Deconstruyendo al líder perfecto

Cuando el trabajo de un líder concluye, la gente dice: ¡Lo hicimos!

Lao Tse

 

A lo largo de mis estudios de posgrado, he analizado diferentes estudios y autores, llegando a detectar una serie de rasgos básicos que todo líder debe poseer en mayor o menor medida y una serie de rasgos complementarios.

Quería compartir hoy estos rasgos básicos o “de necesidad” para todo líder.

¿Habéis conocido a alguna persona así? No dudéis en compartir experiencias en los comentarios.

1. Visionario: el líder se caracteriza por su visión a largo plazo, por adelantarse a los acontecimientos, por anticipar los problemas y detectar oportunidades mucho antes que los demás.

El líder no se contenta con lo que hay, es una persona inconformista, creativa, que le gusta ir por delante.  El líder es además una persona de acción; no sólo fija unos objetivos exigentes sino que lucha denodadamente por alcanzarlos, sin rendirse, con enorme persistencia, lo que en última instancia constituye la clave de su éxito. El líder quiere y exige resultados.

2. Brillante: el líder sobresale sobre el resto del equipo, bien por su inteligencia, bien por su espíritu combativo, bien por la claridad de sus planteamientos, bien por sus habilidades cognitivas, bien por sus actitudes proactivas y ambiciosas  o probablemente por una combinación de todo lo anterior.

3. Coraje: el líder no se amilana ante las dificultades; las metas que propone son difíciles (aunque no imposibles), hay que salvar muchos obstáculos, hay que convencer a mucha gente, pero el líder no se desalienta, está tan convencido de la importancia de las mismas que luchará por ellas, superando aquellos obstáculos que vayan surgiendo.  El líder defiende con determinación sus convicciones.

4. Contagia entusiasmo: el líder consigue entusiasmar a su equipo; ellos perciben que las metas que persigue el líder son positivas tanto para la empresa como para los empleados.   El futuro que ofrece el líder es tan sugerente que merece la pena luchar por ello.  El líder sabe contagiar su entusiasmo y consigue que el equipo le siga comparta sus objetivos.

5. Gran comunicador: otra cualidad que caracteriza al líder son sus dotes de buen  comunicador, habilidad que le va a permitir “vender” su visión, dar a conocer sus planes de manera sugerente. Para ello el líder tiene que debe tener una autoestima alta y confiar en sí mismo.

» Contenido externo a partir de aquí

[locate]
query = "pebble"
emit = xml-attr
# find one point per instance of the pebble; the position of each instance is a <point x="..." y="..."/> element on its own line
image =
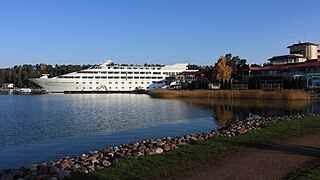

6. Convincente: el líder es persuasivo; sabe presentar sus argumentos de forma que consigue ganar el apoyo de la organización.

7. Gran negociador: el líder es muy hábil negociando. La lucha por sus objetivos le exige negociar continuamente, tanto dentro de la empresa, como con clientes, proveedores, entidades financieras, accionistas, etc.  

8. Capacidad de mando: el líder debe basar su liderazgo en el arte de la convicción, pero también tiene que ser capaz de utilizar su autoridad cuando sea necesario.  Es una persona compresiva, pero no una persona blanda (los subordinados le perderían el respeto).

El líder no puede abusar del “ordeno y mando” ya que resulta imposible motivar a un equipo a base de autoritarismo, pero debe ser capaz de aplicar su autoridad sin temblarle el pulso en aquellas ocasiones que lo requieran.

9. Exigente: con sus empleados, pero también, y muy especialmente, consigo mismo. La lucha por unas metas difíciles requiere un nivel de excelencia en el trabajo que tan sólo se consigue con un alto nivel de exigencia.

10. Carismático: El carisma es una habilidad natural para seducir y atraer a las personas, es auténtico magnetismo personal. El carisma permite ganarse al equipo, que se siente atraído por su líder.

11. Honestidad: El equipo tiene que tener confianza plena en su líder, tiene que estar absolutamente convencido que el líder va a actuar honestamente y no le va a dejar en la estacada.   De otro modo se produciría una imparable pérdida de confianza en el líder.

12. Cumplidor: el líder tiene que ser una persona de palabra: lo que promete lo cumple.  Es la única forma de que el equipo tenga una confianza ciega en él.

13. Coherente: El líder predica principalmente con el ejemplo: no puede exigir algo a sus subordinados que él no cumple. Además, el mensaje del líder debe ser coherente en el tiempo. No puede pensar hoy de una manera y mañana de otra radicalmente distinta: confundiría a su equipo.